This discussion has been beat around the net more than a tennis ball. I think the best statement on soldering a crimped terminal comes from the Senior Product Engineer Tom Michielutti at AMP. AMP is one of the most widely respected suppliers of crimp terminations to the US Aerospace and military sectors. Below is the statement from the senior engineer at AMP. NOT MY WORDS.


Begin Quote:


"Subject: Soldering Crimped Connections & Solder in Crimps


This subject is discussed in AMP’s internal “Fundamentals of Connector Design” course.


Soldering Crimped Connections


In the minds of some customers, fortunately a diminishing minority, the reliability of crimped connections can be improved by soldering. In fact, soldering can degrade the performance of properly crimped connections. Such degradation can arise from the effects of soldering temperatures, the potential corrosion from improper cleaning of soldering fluxes and the effects of solder wicking on the conductors. Solder wicking causes the multi-strand conductors, which have high flexibility and stability against vibration, to become, effectively, solid which degrades both the performance characteristics mentioned. For these reasons, soldering of crimped connections is not recommended.


Should Solder be Used in Crimps?


Crimps are designed to work without solder or solder-dipped wires. Solder present in a crimp changes the deformation, metal flow, cleaning, welding, and residual force characteristics designed into the crimp.

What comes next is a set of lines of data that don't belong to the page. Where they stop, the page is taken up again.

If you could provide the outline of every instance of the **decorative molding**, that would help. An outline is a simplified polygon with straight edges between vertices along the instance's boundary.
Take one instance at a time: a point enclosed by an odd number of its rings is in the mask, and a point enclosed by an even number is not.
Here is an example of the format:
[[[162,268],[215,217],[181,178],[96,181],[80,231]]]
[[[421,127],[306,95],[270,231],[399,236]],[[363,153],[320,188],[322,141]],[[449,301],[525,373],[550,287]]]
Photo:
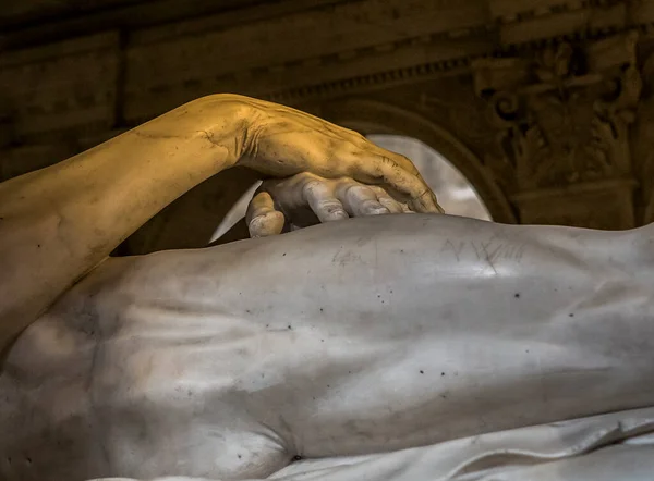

Soldering would be an additional heat producing assembly step. Test results show that soldering or solder-dipping wires before crimping does not produce a termination superior to that obtained in a properly applied crimped termination. Some tests specifically show detrimental effects due to soldering or solder-dipping (e.g. soldered crimp terminations can lose some ability to withstand vibrations and flexing, due to solder embrittlement of the copper wire, and/or due to solder wicking up the strand of stranded wire to form a short length of solid conductor near the
termination). The terminated conductor then does not have the flexure strength characteristic of strand wire, and should behave more like solid wire which fails quickly in flexure testing."



The above is a direct quote from AMP.


PHOTO: The cut open pictured crimp was made with the tool on the left in the bottom photo. An AMP yellow PIDG terminal and an AMP crimp tool. This combination is certified for aerospace use. When crimped with a 12 AWG wire it will also withstand at least 190 pounds of pull out force and do so repeatably within a pound or two every single time. This is 80 pounds beyond Mil Spec!!